Homens comuns

9 de dezembro de 2024 Off Por Funes Patos

Homens comuns Por Delzymar Dias.

Texto extraído da coluna Funes do Jornal a União publicado na data de 06/12/2024. 

 

De onde vem a crueldade? Como é possível tantas coisas ruins acontecerem em proporções tão gigantes? Nazismo, genocídios, guerras, crimes contra a humanidade e explorações de todas as ordens só ocorrem por causa dos homens comuns. Dizer que tudo isso é obra de criaturas malignas, monstros ou fruto de um mal difuso é não enxergar a realidade. Nada disso foi feito por monstros, são homens comuns que executam tarefas, conscientemente, e que entendem que estão apenas “cumprindo o seu dever”, sendo incapazes de fazer qualquer tipo de avaliação moral ou ética sobre isso.

Na Alemanha do holocausto, comerciantes, médicos, engenheiros, fotógrafos, professores, advogados e outros profissionais juntaram-se ao exército nazista para executar tarefas brutais. Hitler não puxou sozinho todos os gatilhos, ele soube conduzir e manipular os homens que buscavam saciar o desejo de violência com justificativas que tentavam eliminar qualquer senso moral de culpa. Os grupos de judeus que eram levados para as câmaras de gás, ou as pessoas que eram encaminhadas para o fuzilamento, estavam sendo conduzidas por homens que ostentavam uma posição social de destaque. Eram “homens de bem”, pessoas comuns que frequentavam igrejas e oravam agradecendo a Deus pela sua vida e que se orgulhavam em servir a pátria e a ideologia dominante.
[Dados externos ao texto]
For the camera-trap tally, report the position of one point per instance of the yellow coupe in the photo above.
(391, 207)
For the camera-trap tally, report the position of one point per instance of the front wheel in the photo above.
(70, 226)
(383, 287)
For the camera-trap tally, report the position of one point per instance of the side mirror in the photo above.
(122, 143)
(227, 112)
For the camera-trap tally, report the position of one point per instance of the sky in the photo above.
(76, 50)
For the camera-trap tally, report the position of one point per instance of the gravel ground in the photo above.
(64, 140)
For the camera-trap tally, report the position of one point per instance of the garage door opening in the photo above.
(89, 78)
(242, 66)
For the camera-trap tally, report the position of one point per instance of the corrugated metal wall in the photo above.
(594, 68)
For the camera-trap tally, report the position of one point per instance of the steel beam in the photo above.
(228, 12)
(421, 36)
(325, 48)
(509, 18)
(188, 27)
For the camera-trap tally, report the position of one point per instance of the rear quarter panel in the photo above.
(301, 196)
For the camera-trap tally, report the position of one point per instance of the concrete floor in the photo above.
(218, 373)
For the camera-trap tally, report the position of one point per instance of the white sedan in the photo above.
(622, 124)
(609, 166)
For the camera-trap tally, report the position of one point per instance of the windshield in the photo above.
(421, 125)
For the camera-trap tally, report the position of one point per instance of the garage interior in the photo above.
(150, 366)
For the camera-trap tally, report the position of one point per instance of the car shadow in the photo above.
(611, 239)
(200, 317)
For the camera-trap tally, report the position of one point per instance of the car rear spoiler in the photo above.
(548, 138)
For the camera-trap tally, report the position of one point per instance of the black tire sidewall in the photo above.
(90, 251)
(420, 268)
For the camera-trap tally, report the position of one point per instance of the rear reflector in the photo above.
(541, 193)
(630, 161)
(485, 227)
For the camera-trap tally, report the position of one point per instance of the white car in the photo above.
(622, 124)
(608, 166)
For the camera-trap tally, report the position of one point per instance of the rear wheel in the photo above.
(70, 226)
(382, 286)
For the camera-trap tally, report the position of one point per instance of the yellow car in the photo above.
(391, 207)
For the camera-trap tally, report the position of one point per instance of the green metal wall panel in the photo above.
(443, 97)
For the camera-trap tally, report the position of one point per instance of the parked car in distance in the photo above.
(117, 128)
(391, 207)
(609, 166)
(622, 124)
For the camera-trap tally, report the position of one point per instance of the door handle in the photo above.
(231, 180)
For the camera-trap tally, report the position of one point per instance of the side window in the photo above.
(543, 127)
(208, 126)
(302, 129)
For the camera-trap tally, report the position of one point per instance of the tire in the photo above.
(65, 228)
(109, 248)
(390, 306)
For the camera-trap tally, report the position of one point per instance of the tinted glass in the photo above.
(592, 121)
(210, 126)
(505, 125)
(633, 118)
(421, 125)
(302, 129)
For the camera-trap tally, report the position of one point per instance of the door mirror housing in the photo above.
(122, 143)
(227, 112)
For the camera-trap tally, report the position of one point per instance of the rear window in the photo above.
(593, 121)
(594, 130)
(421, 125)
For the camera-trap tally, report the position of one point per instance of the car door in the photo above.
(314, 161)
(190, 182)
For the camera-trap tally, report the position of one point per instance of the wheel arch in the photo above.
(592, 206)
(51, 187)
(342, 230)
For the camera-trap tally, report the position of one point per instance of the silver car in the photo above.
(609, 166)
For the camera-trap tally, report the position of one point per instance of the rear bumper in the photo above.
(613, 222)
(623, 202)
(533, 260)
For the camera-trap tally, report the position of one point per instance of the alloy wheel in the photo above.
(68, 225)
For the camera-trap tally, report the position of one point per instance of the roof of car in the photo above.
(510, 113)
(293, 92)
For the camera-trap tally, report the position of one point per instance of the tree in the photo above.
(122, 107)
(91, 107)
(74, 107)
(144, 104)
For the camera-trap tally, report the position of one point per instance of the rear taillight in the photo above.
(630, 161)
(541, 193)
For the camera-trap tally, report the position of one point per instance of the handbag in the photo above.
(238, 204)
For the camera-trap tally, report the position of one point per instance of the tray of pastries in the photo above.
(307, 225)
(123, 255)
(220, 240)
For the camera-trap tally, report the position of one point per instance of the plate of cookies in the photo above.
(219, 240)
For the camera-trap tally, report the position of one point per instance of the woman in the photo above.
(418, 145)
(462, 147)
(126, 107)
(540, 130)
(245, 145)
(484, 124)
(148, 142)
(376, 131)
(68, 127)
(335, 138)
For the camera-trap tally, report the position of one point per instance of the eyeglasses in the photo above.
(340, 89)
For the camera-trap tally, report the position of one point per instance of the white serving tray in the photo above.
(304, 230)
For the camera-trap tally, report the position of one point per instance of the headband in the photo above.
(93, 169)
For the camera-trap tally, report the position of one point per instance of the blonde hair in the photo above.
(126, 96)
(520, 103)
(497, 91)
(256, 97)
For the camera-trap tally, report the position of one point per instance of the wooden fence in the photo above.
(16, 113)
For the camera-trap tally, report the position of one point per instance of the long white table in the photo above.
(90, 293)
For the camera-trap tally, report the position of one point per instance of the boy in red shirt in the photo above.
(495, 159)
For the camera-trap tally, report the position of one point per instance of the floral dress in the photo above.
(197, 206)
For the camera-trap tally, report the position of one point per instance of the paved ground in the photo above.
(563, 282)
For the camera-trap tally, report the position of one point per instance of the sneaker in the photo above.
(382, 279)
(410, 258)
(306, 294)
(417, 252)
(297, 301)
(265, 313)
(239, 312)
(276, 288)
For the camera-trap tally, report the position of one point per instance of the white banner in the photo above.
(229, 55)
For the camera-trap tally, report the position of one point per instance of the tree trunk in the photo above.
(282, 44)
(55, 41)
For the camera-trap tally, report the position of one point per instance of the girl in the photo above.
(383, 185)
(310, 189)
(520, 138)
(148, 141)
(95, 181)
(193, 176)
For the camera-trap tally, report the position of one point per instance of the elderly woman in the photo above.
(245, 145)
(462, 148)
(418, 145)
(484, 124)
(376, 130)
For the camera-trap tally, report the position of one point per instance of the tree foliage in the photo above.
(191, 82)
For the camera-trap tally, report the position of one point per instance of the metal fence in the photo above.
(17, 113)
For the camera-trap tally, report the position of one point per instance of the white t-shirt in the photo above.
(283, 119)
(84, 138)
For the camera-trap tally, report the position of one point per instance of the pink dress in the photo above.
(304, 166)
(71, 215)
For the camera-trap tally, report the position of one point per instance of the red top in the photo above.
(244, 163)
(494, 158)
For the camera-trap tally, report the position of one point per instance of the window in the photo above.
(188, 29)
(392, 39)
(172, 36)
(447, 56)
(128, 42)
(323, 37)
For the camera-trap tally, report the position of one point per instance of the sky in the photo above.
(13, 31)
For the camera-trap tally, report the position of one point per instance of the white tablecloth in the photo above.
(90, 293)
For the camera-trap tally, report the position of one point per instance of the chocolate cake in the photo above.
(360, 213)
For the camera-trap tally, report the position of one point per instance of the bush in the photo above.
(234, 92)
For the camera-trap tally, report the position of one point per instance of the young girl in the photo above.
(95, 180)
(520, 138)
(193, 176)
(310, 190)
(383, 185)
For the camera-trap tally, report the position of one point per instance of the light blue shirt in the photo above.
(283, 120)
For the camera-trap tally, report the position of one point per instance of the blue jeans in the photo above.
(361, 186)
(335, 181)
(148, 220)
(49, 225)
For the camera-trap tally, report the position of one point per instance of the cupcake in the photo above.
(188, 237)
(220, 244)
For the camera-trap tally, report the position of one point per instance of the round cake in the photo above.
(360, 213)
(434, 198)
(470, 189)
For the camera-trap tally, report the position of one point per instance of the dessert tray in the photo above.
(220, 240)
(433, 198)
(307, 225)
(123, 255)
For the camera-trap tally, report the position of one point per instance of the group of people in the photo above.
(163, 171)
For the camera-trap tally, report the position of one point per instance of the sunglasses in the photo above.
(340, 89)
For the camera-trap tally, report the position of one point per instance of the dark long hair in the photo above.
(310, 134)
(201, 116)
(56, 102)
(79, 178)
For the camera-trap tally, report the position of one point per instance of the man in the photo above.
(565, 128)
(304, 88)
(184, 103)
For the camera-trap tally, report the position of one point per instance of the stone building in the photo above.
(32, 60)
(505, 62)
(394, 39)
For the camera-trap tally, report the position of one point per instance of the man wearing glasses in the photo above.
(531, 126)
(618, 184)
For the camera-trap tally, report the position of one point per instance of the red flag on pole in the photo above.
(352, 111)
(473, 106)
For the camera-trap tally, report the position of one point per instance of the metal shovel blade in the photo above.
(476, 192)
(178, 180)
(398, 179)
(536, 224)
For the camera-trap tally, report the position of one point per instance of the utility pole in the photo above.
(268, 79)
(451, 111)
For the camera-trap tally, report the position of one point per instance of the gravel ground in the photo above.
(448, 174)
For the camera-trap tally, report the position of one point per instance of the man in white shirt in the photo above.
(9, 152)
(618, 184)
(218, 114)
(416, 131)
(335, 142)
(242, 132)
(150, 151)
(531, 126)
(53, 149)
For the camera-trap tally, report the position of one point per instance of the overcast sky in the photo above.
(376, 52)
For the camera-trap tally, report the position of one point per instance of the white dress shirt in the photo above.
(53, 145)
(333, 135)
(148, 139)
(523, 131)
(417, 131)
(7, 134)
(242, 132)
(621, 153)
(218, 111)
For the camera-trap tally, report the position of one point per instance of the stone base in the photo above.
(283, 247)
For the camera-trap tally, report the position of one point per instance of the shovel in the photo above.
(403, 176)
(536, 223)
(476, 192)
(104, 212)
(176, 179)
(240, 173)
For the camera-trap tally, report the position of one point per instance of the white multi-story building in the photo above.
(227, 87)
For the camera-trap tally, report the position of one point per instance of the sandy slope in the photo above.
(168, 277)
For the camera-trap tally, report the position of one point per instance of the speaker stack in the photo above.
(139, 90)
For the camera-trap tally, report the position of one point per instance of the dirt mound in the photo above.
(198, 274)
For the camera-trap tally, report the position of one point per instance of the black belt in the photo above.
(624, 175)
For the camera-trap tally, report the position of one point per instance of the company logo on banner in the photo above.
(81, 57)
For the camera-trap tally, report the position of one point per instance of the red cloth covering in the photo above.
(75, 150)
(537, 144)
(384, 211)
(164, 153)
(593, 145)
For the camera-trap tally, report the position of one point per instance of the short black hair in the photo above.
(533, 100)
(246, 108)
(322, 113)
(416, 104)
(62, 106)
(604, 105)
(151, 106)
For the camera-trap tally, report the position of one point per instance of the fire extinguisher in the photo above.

Em Memórias Póstumas de Brás Cubas, Machado de Assis traz uma ironia sagaz ao descrever Cotrim, cunhado do defunto-autor (e não do autor defunto), dizendo que Cotrim “era muito seco de maneiras, tinha inimigos que chegavam
a acusá-lo de bárbaro. O único facto alegado neste particular era o de mandar com frequência escravos ao calabouço, donde eles desciam a escorrer sangue; mas, além de que ele só mandava os perversos e os fujões, ocorre que, tendo longamente contrabandeado em escravos, habituara-se de certo modo ao trato um pouco mais duro que esse gênero
de negócio requeria, e não se pode honestamente atribuir à índole original de um homem o que é puro efeito de relações sociais. A prova de que o Cotrim tinha sentimentos pios encontrava-se no seu amor aos filhos, e na dor que padeceu quando lhe morreu Sara, dali a alguns meses; prova irrefutável, acho eu, e não única”. A ironia de Machado de Assis é evidente ao apontar Cotrim como um “cidadão de bem”, mesmo citando as diversas barbáries a ele atribuídas como fruto das relações sociais da época.

No Brasil colonial, havia os “homens bons”, que eram pessoas influentes e grandes proprietários de terras que detinham o controle do poder político nas localidades. Não estavam preocupados com justiça social e conviviam tranquilamente com as distorções e explorações que ocorriam contra os negros escravizados e os indígenas desumanizados.

Aprendemos a naturalizar a desumanidade como força das relações de cada período. Precisamos retomar discussões básicas sobre princípios que envolvam a dignidade da pessoa humana como ponto principal de qualquer relação, seja ela social, ética, educacional, histórica, política ou cultural.